5 innovative companies solving for the retail supply chain crisis
Get another sneak peek at Innovation Lab companies coming to NRF 2022: Retail’s Big Show
National Retail Federation
November 1, 2021
Recently, supply chains across industries have taken a devastating hit — and retail is no exception. As we prepare for NRF 2022: Retail’s Big Show starting January 16, 2022, we have handpicked more than 50 visionary tech startups across the retail industry to be featured at the Innovation Lab. The companies featured in the Innovation Lab are cutting-edge, investing in retail’s biggest opportunities like sustainable ecommerce and solving for its biggest problems including disruption to supply chains.
Entering the peak holiday season, containers carrying consumer goods are queued up in ports and shipping costs are at an all-time high. That’s partly because, in 2020 alone, consumers around the world spent $900 billion more online than in previous years. That unprecedented demand coupled with a widespread shortage of port workers is stretching supply chains thin. It’s even why you might see big retailers starting their Black Friday deals early in preparation for a busy two months heading into the holiday season.
Here are five 2022 Innovation Lab companies betting on solving critical supply chain issues and improving resiliency in the years to come.
Ohi transforms the post-purchase experience for consumers by partnering with brands to offer same-day, low emissions delivery.

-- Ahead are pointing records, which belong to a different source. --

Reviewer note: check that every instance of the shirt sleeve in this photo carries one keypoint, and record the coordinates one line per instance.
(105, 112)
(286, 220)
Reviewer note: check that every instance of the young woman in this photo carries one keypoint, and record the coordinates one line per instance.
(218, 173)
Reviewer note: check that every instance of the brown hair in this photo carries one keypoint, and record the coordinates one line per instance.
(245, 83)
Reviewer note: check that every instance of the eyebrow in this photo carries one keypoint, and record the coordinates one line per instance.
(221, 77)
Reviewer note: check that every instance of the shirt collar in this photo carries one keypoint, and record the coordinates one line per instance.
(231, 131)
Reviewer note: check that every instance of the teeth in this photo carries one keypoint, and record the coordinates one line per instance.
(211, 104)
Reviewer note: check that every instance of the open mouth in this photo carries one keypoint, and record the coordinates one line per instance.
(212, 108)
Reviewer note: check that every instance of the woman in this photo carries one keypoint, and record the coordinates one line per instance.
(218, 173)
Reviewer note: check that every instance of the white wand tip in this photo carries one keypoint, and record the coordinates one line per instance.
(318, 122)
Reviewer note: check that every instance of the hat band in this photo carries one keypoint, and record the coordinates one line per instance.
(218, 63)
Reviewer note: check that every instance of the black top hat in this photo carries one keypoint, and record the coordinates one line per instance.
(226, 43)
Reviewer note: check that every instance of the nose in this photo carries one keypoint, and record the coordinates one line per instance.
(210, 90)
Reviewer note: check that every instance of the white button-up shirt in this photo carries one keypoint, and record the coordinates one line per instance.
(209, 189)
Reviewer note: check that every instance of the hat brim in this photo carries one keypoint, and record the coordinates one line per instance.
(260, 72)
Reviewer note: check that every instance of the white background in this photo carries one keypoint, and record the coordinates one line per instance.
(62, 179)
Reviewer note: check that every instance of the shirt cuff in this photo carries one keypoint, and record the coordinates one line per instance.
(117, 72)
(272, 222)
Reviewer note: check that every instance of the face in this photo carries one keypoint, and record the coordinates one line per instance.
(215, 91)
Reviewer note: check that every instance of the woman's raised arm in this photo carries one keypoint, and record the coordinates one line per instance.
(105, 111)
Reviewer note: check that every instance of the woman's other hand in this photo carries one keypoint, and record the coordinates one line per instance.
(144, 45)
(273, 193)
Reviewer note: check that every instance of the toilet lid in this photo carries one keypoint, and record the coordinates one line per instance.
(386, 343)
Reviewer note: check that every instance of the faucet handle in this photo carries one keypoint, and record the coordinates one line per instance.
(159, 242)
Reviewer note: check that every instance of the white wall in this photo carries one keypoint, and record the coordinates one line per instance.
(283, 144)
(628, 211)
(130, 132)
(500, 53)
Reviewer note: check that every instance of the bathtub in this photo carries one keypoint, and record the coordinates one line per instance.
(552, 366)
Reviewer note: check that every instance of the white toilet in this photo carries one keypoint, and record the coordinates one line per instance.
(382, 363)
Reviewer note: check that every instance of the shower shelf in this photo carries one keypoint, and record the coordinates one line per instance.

The company focuses on working with small businesses to help level the playing field against bigger retailers known for notoriously fast shipping. Powered by micro-fulfillment centers currently in New York City and Los Angeles and software analytics that helps brands predict demand, Ohi’s mission is to replace the current distribution system, which is far from environmentally friendly, resilient or forward-thinking (think massive warehouses and planes constantly flying long distances). Ohi is poised to be a game-changer for small businesses, making speedy fulfillment and distribution finally attainable, convenient and sustainable.
Toolio works with next-generation retailers like Outdoor Voices, Soludos and Summersalt to help navigate the complex retail landscape and keep track of their most important asset — inventory. Historically, merchandise planning has primarily been spreadsheet-driven, leading to bottlenecks, inefficiencies and often the wrong inventory in the wrong stores. By making everything available in the cloud, Toolio is revolutionizing the back end of the retail supply chain, a critical element of the process that hasn’t entirely caught up to the wave of innovation to the front end (e.g., Shopify and headless commerce).
DroneUp, a last-mile retail delivery solution using state-of-the-art drones, recently inked partnerships with massive retailers like Walmart with a mission to conduct drone deliveries at scale. Because of DroneUp’s expertise with unmanned aircraft systems, it can direct a coordinated network of delivery solutions across streets, sidewalks and the sky. Incorporating drones is predicted to help solve retail’s last-mile delivery problem by reducing delays, shortening delivery time and avoiding complicated logistics.
Logistics service platform Fillogic helps retailers get from Point A to Point Z along the supply chain, helping partners with everything from fulfillment to store deliveries. Its suite of solutions for retailers makes Fillogic a convenient, one-stop shop for offering a better customer experience and eliminating inefficiencies for retailers at the same time. It does this by building and operating micro-distribution hubs at malls to maximize the utilization of bricks-and-mortar stores. In a world where 5 million packages will be left on loading docks on any given day because of lack of capacity, Fillogic is helping bridge the gap between growing ecommerce demand and fulfillment — an imperative in today’s consumer-frenzy world.
Shelf Engine revolutionizes how grocery retailers buy perishables. It generates accurate orders for stores through intelligent operations-as-a-service forecasting that leans on machine learning and proprietary, predictive models. The technology is so accurate that Shelf Engine even promises grocers to buy back what they don’t sell. Given that 43 billion pounds of food are wasted yearly, food waste is one of the biggest problems for grocery retailers today, decreasing profit margins while being extremely harmful to the environment — a key issue that the company aims to tackle.